A: Rural property has not been as active as residential. In towns, there are lots of short sales and bank-owned properties attracting buyers. Owners have more equity in rural properties, and there aren't a lot of first-time buyers. There were fewer no-down and no-document loans on rural properties when that was going on. For a lot of people, when they buy rural properties, they pay it off and don't want a mortgage.
Q: How is the rural market behaving in comparison with the past?
A: It's always less active than the residential market because it is higher-priced. Land, of course, goes at a higher price. Because land values are a bigger part of the package, you don't buy much in the country for $200,000 to $250,000. In town, you can buy a pretty nice house for that. Then there is restrictive zoning. You can only have one house per tax lot, whether it's a half-acre or 100. Most of the inventory is probably between 10 and 20 acres.
Q: What factors led to the historical rise in our region's rural property values?
A: Land-use laws changed in 1973, but it took a few years for it to take hold. As a result, there are reduced supplies. Our weather is a factor, and a lot of it is livability — when you have five to 20 acres, there is a lot more privacy. Fewer neighbors increases livability.
Q: What has been the biggest change in Jackson County's rural property inventory?

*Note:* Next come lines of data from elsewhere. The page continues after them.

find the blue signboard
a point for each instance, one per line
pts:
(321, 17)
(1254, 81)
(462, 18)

A: The median-sized house has probably doubled over the past 20 years. It's not uncommon to have a 3,000-square-foot house now. Before, 1,200- to 1,500-square-foot homes were the mainstay. Of course, there are some real mansions, but it's always been that way. I think the owners were used to nice things and weren't ready to give them up. I don't think it was necessarily competitiveness; it was their own tastes. There's not a commonality with those houses; they were customs.
Q: How does financing for rural property differ from urban settings?
A: You can always count on it ... if you don't need the money, you will get a loan. You've got to have a good credit score and prove you can pay it back. Rural loans involve a straightforward deal and not a creative one. Bare land is a real toughy. Not too many lenders will lend on bare land. What you do is a construction loan and do the whole sum at one time. You pay cash for the land, or the seller will carry the contract until you are able to refinance. It's always been that way. When the seller agrees to be the bank for five years, it's with the understanding they are in first position, and when someone else gets first position, they will get paid off.
Q: Which rural properties have been moving lately?
A: For the most, it's been the lower end in recent years. So far this year, though, it's been a good mix with some in the million-dollar range, some in $500,000-to-$600,000 range and some below. It's a good mix, and that's been encouraging. Most buyers this year are convinced that maybe we're at the bottom of the value decline and now is a good time to get into the market. Before, they were waiting.
Q: What triggers rural property owners to sell?
A: Necessity. Before, you would see some people put their property on the market to see if they could make some money. When they are coming to the country, it's for retirement or a career change. But a lot of times they get homesick for their family. People who live in rural areas, after five or 10 years, they get tired of the upkeep and are looking for an easier way. That could mean going to town or closer to services.
Q: Do you have a feel for what is next for the rural market?
A: When I drive through the country of Jackson County, there is no one item or thing. There is some nice living stock here. I'm telling people the values are 30 to 40 percent less than 2004 or 2005. I can remember the mid-1980s — the last time we had a backward trend — to get a mortgage, you had to pay 12 percent interest. Today, with good credit, you can get it for 5 percent. People are waiting until they feel the bottom is solid. If there is a drop from where we are at, it won't be too drastic.